Zeynep ise duvarlarını korumakta kararlı. Ona kızamıyoruz çünkü
gardını bir kez indirdi ve o bir tek kesik onda derin bir gönül yarası bıraktı.
Bu yüzden her durumda ''Nasılsa bitecek, nasılsa gidecek'' demekten kendini alamıyor.
Esasında Fatih'e bağlanmaktan değil ondan ayrı kalmaktan korkuyor. Fatih'i
ararken öfkeyle şirket güvenliğine saldırışını görenler bunu çok net
anlamıştır. Ama duvarlarının üstünden şöyle bir bakınca bile Fatih'in yarattığı
bağlılığın çiçekli bahçesi onun da ilgisini çekti ve kapılarını araladı. Ertan
gerçeğiyle yüzleşen Fatih hiçbir koşulda Zeynep'ten desteğini esirgemeyeceğini
bir kez daha vurguladı. Bu adam harcanmaz Zeynep, sarsıl ve kendine gel canısı!
İlerleyen bölümlerde Ertan ortaya çıkacak mı ve bebekte hak iddia edecek mi
bilinmez ama bu esaslı bir çatışma ihtimalini derinlerde saklıyor gibi.
Dizinin
sıkıntılı gelen tek yanı reisin tayfasının eğreti Karadeniz aksanı. Mukaddes
Hanım bile başlarda daha teatral algılanırken şimdi karakteri oturdu. Keşke bir
de şu Karadeniz şivesi mizahından vazgeçebilsek. Çünkü öyle olmadan da çok
esaslı komediler sunulabilir. Böylesi sadece kulak tırmalıyor. Ve geçtiğimiz
hafta da belirttiğim gibi Selma Keçik diziye Meryem karakteriyle dahil oldu. O
kuleye helikopteriyle inişinde yükseklikten ekran karşısında başım döndü!

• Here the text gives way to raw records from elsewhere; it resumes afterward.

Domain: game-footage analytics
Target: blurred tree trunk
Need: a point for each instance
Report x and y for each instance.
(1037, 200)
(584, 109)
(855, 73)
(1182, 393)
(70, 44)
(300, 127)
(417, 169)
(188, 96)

Meryem Hanım son derece dominant, hırslı ve tuttuğunu koparan biri. Şu an tek
amacı Şekercizade markasını satın alıp bünyesine katmak. Ama asıl sırrı
Zeynep'in öldüğünü sandığı annesi olması! Geçmiş bölümlerde Şevket Kaptan
''Kızın gerçekleri bilmiyor, sana saygısı bozulmasın istedim'' demişti,
hatırlayanlar meseleyi şıp diye kavrayacaktır. Bu bölüm de çok eğlendik ve en
önemlisi zaaflar ortaya serildi. Mizaha hüzün bulaşınca, mizah daha da gerçekçi
bir form kazanıyor.
Fatih gibi bir eş her insanın başına... Güzel
günler.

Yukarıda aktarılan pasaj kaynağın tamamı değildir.